Decision Procedures for Composition and Equivalence of Symbolic Finite State Transducers

MSR-TR-2011-32 |

Finite automata model a wide array of applications in software engineering, from regular expressions to specification languages. Finite transducers are an extension of finite automata to model functions on lists of elements, which in turn have uses in fields as diverse as computational linguistics and model-based testing. Symbolic finite transducers are a further generalization of finite transducers where transitions are labeled with formulas in a given background theory. Compared to classical finite transducers, symbolic transducers are far more succinct in the case of finite alphabets, because they have no need to enumerate all cases of a transition; symbolic transducers can also use theories, such as the theory of linear arithmetic over integers or reals, with infinite alphabets.
Given a decision procedure for the background theory, we show novel algorithms for composition and equivalence checking for a large class of symbolic finite transducers, namely the class of single-valued transducers.
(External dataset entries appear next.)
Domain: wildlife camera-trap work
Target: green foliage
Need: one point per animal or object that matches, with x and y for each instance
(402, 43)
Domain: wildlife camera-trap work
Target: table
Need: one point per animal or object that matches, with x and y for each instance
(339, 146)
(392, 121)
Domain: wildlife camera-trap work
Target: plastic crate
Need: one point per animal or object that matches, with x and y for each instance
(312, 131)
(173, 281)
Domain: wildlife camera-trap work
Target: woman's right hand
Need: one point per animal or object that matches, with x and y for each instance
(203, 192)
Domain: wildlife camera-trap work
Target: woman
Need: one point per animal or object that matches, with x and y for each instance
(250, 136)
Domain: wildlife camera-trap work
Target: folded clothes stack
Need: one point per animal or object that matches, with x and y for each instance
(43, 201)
Our algorithms give rise to a complete decidable algebra of symbolic transducers. Unlike previous work, we do not need any syntactic restriction of the formulas on the transitions, only a decision procedure; in practice we leverage recent advances in satisfiability modulo theory (SMT) solvers. We show how to decide single-valuedness, which means that symbolic finite transducers arising from practice can be checked to see if our algorithms apply. Our base algorithms are unusual in that they are nonconstructive, so we exhibit a separate model generation algorithm that can quickly find counterexamples in the case two symbolic finite transducers are not equivalent.
As a key example, string manipulation is a particularly important application of our theoretical results with immediate benefits to bug finding. Our work makes symbolic finite transducers a practical approach for software engineering applications, such as the analysis of security-critical sanitization functions in web pages and model based testing.